Der Prom steht bei fast allen Austauschschülern ganz oben auf der Bucket List – bei mir war das nicht anders. Ähnlich wie der Abiball in Deutschland wird hier der Abschluss der Schulzeit gefeiert, doch es gibt einige spannende Unterschiede.
Anders als in Deutschland findet der Prom schon vor der eigentlichen Graduation statt. Man feiert also, noch bevor man alle Tests abgeschlossen und das Zeugnis offiziell in der Hand hat. Theoretisch könnte man nach dem Abschlussball also noch sitzen bleiben, auch wenn die Lehrer hier wirklich alles geben, um das zu verhindern. Ein weiterer Unterschied ist, dass der Prom ein reines Schüler-Event ist – Eltern sind nicht dabei. Außerdem werden Prom King und Queen gekürt; eine Tradition, die man aus unzähligen Highschool-Filmen kennt, die es so in Deutschland aber nicht gibt.
Mein Prom-Tag begann ähnlich wie schon bei Homecoming: Ich habe mich mit meiner Freundesgruppe bei einer Freundin zum Brunch getroffen. Wir haben zusammen gegessen und unsere Blumensträuße (Corsages) selbst gebastelt. Danach haben wir uns fertig gemacht und sind zu einem Foto-Spot gefahren, um unzählige Bilder zu machen. Da wir danach ziemlich hinter unserem Zeitplan waren, musste es beim Essen schnell gehen: Wir sind im schicken Outfit zu In-N-Out gefahren.

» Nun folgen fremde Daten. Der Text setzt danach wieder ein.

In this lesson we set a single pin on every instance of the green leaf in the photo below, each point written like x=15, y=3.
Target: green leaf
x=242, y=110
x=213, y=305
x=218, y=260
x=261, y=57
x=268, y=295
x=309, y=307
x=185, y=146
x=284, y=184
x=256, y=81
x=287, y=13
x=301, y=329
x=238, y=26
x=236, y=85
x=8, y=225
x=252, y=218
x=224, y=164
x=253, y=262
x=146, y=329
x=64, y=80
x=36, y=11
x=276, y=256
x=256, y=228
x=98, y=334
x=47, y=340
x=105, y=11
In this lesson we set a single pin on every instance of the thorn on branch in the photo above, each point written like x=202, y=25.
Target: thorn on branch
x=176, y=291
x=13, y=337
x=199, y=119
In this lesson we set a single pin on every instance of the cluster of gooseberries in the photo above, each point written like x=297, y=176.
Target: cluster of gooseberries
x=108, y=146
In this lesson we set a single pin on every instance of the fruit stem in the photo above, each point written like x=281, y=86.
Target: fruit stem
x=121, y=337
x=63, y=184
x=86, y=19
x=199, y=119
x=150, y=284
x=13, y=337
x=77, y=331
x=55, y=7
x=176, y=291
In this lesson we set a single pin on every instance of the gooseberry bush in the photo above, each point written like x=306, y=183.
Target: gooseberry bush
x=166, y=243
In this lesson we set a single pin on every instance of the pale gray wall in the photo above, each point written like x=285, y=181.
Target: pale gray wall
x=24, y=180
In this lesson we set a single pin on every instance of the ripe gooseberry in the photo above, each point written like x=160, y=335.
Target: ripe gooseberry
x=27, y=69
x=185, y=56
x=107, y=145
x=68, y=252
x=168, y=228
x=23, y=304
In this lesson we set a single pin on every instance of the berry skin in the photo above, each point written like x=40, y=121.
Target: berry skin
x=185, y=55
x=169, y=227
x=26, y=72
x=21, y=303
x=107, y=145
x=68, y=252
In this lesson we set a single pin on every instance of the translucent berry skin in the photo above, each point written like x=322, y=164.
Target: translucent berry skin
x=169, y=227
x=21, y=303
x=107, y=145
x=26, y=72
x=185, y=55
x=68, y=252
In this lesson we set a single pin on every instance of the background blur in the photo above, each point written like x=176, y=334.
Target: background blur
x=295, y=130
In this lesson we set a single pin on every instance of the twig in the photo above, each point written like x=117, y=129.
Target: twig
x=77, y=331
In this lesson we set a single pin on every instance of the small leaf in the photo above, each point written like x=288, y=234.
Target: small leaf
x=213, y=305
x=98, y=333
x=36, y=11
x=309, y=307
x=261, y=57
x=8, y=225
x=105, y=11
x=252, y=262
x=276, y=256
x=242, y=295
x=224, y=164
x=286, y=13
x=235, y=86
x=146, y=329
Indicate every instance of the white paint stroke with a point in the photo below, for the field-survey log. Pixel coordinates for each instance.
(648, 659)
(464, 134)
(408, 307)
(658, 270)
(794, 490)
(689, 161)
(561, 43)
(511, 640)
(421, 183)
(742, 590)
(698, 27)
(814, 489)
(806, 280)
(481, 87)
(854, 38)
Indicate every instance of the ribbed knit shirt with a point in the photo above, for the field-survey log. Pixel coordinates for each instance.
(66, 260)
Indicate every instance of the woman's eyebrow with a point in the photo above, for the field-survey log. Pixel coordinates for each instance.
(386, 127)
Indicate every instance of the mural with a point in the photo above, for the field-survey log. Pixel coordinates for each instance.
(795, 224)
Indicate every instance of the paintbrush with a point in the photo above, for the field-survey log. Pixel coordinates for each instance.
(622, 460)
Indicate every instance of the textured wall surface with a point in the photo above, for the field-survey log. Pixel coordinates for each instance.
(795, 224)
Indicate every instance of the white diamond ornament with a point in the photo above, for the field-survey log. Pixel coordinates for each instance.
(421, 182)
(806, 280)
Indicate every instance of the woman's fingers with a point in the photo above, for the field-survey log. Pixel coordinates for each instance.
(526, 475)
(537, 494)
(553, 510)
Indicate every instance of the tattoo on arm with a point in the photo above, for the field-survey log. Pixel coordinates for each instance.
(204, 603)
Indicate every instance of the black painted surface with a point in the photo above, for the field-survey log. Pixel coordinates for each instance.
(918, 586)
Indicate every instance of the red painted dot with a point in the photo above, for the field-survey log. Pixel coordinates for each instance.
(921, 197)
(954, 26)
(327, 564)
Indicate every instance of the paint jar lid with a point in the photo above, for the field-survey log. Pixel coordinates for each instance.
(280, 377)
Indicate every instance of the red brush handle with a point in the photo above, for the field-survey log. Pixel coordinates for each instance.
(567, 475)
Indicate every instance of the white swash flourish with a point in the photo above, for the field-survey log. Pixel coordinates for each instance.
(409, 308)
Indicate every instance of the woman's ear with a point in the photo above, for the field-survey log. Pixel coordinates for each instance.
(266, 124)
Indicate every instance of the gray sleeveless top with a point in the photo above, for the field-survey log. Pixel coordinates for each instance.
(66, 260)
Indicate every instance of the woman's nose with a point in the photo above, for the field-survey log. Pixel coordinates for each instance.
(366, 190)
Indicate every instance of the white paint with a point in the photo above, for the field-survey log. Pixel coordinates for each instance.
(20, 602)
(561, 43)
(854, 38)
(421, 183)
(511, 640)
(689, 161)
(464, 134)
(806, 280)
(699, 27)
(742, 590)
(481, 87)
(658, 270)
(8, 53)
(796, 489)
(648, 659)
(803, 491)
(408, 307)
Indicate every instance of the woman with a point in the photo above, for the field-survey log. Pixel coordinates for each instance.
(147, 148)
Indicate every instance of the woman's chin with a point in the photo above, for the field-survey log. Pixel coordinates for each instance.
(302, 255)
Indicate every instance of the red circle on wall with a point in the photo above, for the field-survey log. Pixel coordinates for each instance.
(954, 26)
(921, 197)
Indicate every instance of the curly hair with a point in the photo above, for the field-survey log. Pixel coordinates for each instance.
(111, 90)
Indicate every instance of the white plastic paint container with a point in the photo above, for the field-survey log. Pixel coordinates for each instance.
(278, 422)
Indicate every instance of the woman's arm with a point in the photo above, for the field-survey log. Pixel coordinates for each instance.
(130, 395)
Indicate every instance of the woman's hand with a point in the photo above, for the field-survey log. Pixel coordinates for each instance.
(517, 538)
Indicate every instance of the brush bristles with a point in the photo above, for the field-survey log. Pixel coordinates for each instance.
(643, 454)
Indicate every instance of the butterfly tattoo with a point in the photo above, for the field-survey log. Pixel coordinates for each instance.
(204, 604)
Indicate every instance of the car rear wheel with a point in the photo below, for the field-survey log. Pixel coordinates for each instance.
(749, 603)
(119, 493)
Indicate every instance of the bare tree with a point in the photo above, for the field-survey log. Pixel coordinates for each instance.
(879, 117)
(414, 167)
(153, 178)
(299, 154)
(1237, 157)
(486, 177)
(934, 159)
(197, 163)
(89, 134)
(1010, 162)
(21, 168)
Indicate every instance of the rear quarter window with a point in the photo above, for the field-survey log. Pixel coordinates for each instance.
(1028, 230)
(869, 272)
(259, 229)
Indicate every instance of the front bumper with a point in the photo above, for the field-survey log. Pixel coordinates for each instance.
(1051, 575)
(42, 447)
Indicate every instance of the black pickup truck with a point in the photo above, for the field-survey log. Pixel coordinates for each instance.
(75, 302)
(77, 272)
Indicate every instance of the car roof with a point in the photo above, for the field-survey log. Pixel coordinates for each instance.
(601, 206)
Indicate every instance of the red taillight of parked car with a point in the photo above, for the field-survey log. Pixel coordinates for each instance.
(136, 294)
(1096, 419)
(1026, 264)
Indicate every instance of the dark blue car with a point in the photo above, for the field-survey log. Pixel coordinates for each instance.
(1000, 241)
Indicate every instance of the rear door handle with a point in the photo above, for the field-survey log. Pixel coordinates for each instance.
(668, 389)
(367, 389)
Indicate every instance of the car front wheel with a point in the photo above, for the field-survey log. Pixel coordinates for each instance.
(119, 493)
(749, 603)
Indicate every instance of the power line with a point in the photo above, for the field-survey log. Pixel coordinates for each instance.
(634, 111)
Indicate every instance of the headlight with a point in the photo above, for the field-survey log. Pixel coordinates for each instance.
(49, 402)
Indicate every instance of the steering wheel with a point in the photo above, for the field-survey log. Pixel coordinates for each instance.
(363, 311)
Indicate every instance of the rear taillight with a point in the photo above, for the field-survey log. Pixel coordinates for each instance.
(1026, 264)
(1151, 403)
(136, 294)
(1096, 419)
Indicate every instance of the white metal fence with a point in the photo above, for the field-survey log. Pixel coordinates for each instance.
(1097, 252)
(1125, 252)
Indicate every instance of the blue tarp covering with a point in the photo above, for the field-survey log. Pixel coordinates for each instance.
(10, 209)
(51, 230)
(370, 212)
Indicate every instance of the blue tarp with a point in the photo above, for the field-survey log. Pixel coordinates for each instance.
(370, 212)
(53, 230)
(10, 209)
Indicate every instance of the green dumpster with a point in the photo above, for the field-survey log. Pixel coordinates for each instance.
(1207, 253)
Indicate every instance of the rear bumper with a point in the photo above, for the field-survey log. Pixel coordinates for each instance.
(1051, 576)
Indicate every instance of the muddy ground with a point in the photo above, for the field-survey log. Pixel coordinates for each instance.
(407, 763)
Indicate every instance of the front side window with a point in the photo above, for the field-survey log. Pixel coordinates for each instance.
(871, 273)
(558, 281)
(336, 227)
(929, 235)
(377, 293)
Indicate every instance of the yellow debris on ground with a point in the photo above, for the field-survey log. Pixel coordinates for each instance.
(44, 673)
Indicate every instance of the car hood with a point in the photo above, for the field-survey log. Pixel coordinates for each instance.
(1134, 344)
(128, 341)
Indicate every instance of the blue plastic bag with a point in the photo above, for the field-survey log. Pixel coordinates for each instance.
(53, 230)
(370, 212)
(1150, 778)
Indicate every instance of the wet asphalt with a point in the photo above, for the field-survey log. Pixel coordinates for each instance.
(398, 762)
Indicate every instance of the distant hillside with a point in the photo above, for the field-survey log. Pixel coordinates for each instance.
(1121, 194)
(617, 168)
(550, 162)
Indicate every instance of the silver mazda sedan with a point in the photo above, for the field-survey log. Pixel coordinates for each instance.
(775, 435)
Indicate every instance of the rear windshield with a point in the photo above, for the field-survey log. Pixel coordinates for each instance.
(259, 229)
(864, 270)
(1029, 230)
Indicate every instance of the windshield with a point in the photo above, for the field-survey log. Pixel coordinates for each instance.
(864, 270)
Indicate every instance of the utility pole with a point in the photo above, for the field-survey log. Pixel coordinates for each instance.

Das ist zwar kein typisches Prom-Essen, allerdings beschreibt diese Situation mein Auslandsjahr ganz gut: Es läuft nicht immer alles nach Plan, aber oft ist genau das die Chance für etwas noch Besseres! Der spontane Stopp bei In-N-Out war am Ende ein richtig cooles Highlight, das wir sonst verpasst hätten und die Burger waren im Prom Kleid sowieso unschlagbar. Gegen 21 Uhr machten wir uns schließlich auf den Weg zur Location.
Das Motto war „Once upon a Fairytale“, passend dazu war alles wunderschön im Stil von Die Schöne und das Biest dekoriert. Anders als beim Homecoming-Tanz dürfen zum Prom nur Juniors und Seniors (also die 11. und 12. Klässler), weshalb wir deutlich weniger Schüler waren. Gefeiert wurde auch nicht in der Schulkantine, sondern in einem extra gemieteten Saal. In unserem Fall war die Location eine riesige Halle in einem Country Club. Deshalb waren die Tickets mit 65 Dollar zwar etwas teurer, aber im Vergleich zu anderen Schulen immer noch im Rahmen, da man dort manchmal über 100 Dollar bezahlen muss.
Nach dem Tanz hatten wir noch ein Sleepover bei einer Freundin, bei dem wir den Abend noch schön ausklingen lassen haben. Insgesamt war es eine super Erfahrung, diesen Teil der amerikanischen Kultur einmal selbst mitzuerleben!